The fix is to ensure that everything is properly released before uninitializing COM. One way is to force the destruction of all relevant objects by introducing a nested scope:
void demonstrate_problem() { auto hr = CoInitialize(nullptr); { // nested scope Shell32::IDispatchPtr shell_application("Shell.Application"); ... use the shell_application to do stuff ... } // force smart objects to destruct CoUninitialize(); }
Another is to put the initialize of COM into its own RAII object, so that it destructs last.
void demonstrate_problem() { CCoInitialize init; Shell32::IDispatchPtr shell_application("Shell.Application"); ... use the shell_application to do stuff ... // CoUninitialize(); }
Hello, customer here.
The crash obviously happens without the premature CoUninitialize. Otherwise I would not have contacted Microsoft.
Code example is at: https://github.com/conioh/shell32_git_crash
Only 32-bit binaries crash (either on native 32-bit OS or under WoW64).
Crash still happens on 18363.592 but fixed on Insider versions (which is why I was told by a Microsoft employee the issue won’t be fixed or even explained to me). The bug might be in combase or a related module rather than in shell32.
I have dates and complete emails in case anyone requires evidence I am indeed said customer, but it’s easier to just build, run and see the crash.
It’s unfortunate to see that Raymond Chen is no better than the so many other Microsoft employees I had to endure dealing with during all those years.
I wasn’t the one assigned to investigate your ticket, but I’ll look at it anyway. Though if it is fixed on Insider builds (which is what I have ready at hand), then there won’t be much for me to debug. Sorry.
I’d appreciate it.
Even if it’s fixed in the Insider version (at least that code doesn’t reproduce the crash anymore) it’s still interesting and useful to understand why a seemingly innocuous call such as Invoke causes a many-minutes-long windows_storage!CNamespaceWalk::s_AsyncWalkThreadProc in a worker thread, why there are unmatched calls to Register and Revoke in the GIT, etc.
More importantly, the question is what to do now. The reply I received on Septmber 27 is: “I don’t get a crash. All the worker threads appear to have exited cleanly. It may be a bug we fixed after build 18362.”
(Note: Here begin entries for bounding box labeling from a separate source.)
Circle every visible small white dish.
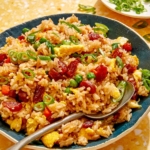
[101,0,150,19]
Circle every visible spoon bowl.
[7,82,135,150]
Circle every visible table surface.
[0,0,150,150]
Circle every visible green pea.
[74,74,83,84]
[86,72,95,79]
[69,79,78,88]
[22,28,30,34]
[33,41,40,50]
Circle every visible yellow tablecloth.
[0,0,150,150]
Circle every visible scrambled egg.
[41,131,59,148]
[110,58,116,71]
[128,100,142,108]
[54,45,84,57]
[79,128,95,140]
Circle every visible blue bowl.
[0,13,150,149]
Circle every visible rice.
[0,15,149,147]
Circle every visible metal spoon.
[7,82,135,150]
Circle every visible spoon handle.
[7,113,84,150]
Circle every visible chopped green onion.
[0,76,8,85]
[45,41,55,54]
[86,72,95,79]
[143,33,150,42]
[141,69,150,91]
[60,21,81,33]
[27,50,37,60]
[69,35,79,44]
[43,93,54,105]
[132,20,148,29]
[109,0,146,14]
[22,69,35,79]
[116,56,124,69]
[33,102,45,111]
[17,52,29,64]
[38,55,51,61]
[74,74,83,84]
[93,22,109,37]
[112,81,127,103]
[22,28,30,34]
[78,4,96,14]
[69,79,78,88]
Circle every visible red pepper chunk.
[89,32,100,41]
[43,107,53,122]
[58,60,67,75]
[18,35,25,41]
[122,42,132,52]
[125,64,137,74]
[112,48,123,58]
[93,65,108,82]
[2,101,22,112]
[33,85,45,103]
[0,54,7,66]
[66,59,79,78]
[80,80,96,94]
[82,120,94,128]
[48,68,63,81]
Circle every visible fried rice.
[0,15,149,147]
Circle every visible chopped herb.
[132,20,148,29]
[78,4,96,14]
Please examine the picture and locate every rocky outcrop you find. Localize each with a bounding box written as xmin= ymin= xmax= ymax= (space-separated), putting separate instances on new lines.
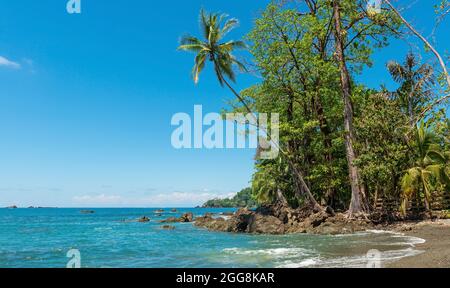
xmin=161 ymin=225 xmax=175 ymax=230
xmin=195 ymin=204 xmax=372 ymax=234
xmin=160 ymin=212 xmax=194 ymax=223
xmin=138 ymin=216 xmax=150 ymax=223
xmin=80 ymin=210 xmax=95 ymax=214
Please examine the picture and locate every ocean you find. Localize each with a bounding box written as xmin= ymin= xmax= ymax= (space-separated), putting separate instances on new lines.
xmin=0 ymin=208 xmax=423 ymax=268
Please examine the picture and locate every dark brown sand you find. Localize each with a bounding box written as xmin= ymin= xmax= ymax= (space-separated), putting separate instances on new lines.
xmin=388 ymin=220 xmax=450 ymax=268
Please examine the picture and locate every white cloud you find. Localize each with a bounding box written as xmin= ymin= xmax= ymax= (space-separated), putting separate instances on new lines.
xmin=0 ymin=56 xmax=20 ymax=69
xmin=72 ymin=191 xmax=235 ymax=207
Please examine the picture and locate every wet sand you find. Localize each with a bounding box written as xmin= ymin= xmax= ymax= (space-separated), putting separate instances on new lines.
xmin=388 ymin=220 xmax=450 ymax=268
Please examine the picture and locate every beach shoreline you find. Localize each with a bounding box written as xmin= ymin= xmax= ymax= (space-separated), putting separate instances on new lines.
xmin=386 ymin=220 xmax=450 ymax=268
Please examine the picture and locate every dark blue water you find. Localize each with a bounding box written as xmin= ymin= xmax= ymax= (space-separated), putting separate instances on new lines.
xmin=0 ymin=208 xmax=420 ymax=268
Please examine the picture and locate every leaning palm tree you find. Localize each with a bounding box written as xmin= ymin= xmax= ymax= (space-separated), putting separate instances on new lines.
xmin=178 ymin=9 xmax=322 ymax=210
xmin=387 ymin=52 xmax=435 ymax=127
xmin=402 ymin=121 xmax=450 ymax=213
xmin=178 ymin=9 xmax=251 ymax=112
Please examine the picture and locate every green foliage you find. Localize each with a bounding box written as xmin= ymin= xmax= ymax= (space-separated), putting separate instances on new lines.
xmin=203 ymin=188 xmax=256 ymax=208
xmin=402 ymin=122 xmax=450 ymax=212
xmin=180 ymin=0 xmax=450 ymax=214
xmin=178 ymin=9 xmax=246 ymax=85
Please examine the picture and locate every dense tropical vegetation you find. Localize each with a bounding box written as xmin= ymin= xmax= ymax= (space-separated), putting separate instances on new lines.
xmin=202 ymin=188 xmax=258 ymax=208
xmin=179 ymin=0 xmax=450 ymax=216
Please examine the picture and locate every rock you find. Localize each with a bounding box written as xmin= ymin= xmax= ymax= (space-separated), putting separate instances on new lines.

And while true that on 18362 (and later version I’ve tested) there’s no crash, I still have over a billion Windows machine where this does crash. I don’t necessarily expect a backport of the fix, but knowing the details of the issue might help pick a workaround.
I’m sure it’s not that hard to get a non-Insider VM just to check that.
I can set up a non-Insider VM; it’s just that I don’t have one ready to go, so I’d have to go create one. (time passes) I can’t repro on 17134 either. The AsyncWalkThread is to populate the “Send To” submenu on the context menu of the item you are invoking. If it takes minutes, then there’s something weird about your SendTo folder. The cheap way to avoid the problem is simply not to uninitialize the last COM apartment (to avoid the ProcessUninitialize code path). Most apps initialize COM and startup and leave it initialized.
Are you sure he is talking about your report here? Because the articles are usually written more than than a year in advance.
this comment has been deleted.
“If I remove the call to CoÂUninitalize, then the crash disappears”
“The crash obviously happens without the premature CoUninitialize. Otherwise I would not have contacted Microsoft.”
Hmmm….
I think these aren’t the same reports…
Does it crash in that 1-minute sleep, or after?
It crashes during the sleep, in a worker thread executing shcore!WorkThreadManager::CThread::s_ExecuteThreadProc IIRC.
Under real-world circumstances there’s usually no need for the sleep since the process is alive long enough for the crash to happen. Since here the process ends after the call to Invoke I had to keep it alive for the worker thread to fail.
0:009> kL
# ChildEBP RetAddr
00 1c76fd0c 757ba70a combase!wil::details::in1diag3::FailFast_Unexpected
01 (Inline) ——– combase!CGIPTable::OnProcessUninitialize+0xd62b4
02 (Inline) ——– combase!GIPTableProcessUninitialize+0xd62b4
03 1c76fd28 75741407 combase!ProcessUninitialize+0xd62f3
04 1c76fd38 75741262 combase!DecrementProcessInitializeCount+0x50
05 1c76fd58 757417d9 combase!wCoUninitialize+0xac
06 1c76fdd4 76c61cb0 combase!CoUninitialize+0xf9
07 1c76fef4 76c61aca shcore!WorkThreadManager::CThread::ThreadProc+0x1c0
08 1c76ff00 00000000 shcore!WorkThreadManager::CThread::s_ExecuteThreadProc+0xf
It’s easy to debug/trace and see the mismatched calls to combase!CGIPTable::RegisterInterfaceInGlobal and combase!CGIPTable:: RevokeInterfaceFromGlobal but is seems at least some Microsoft personnel find it easier to post nonsense blog posts than actually debugging the Windows components they’re supposed to be responsible for.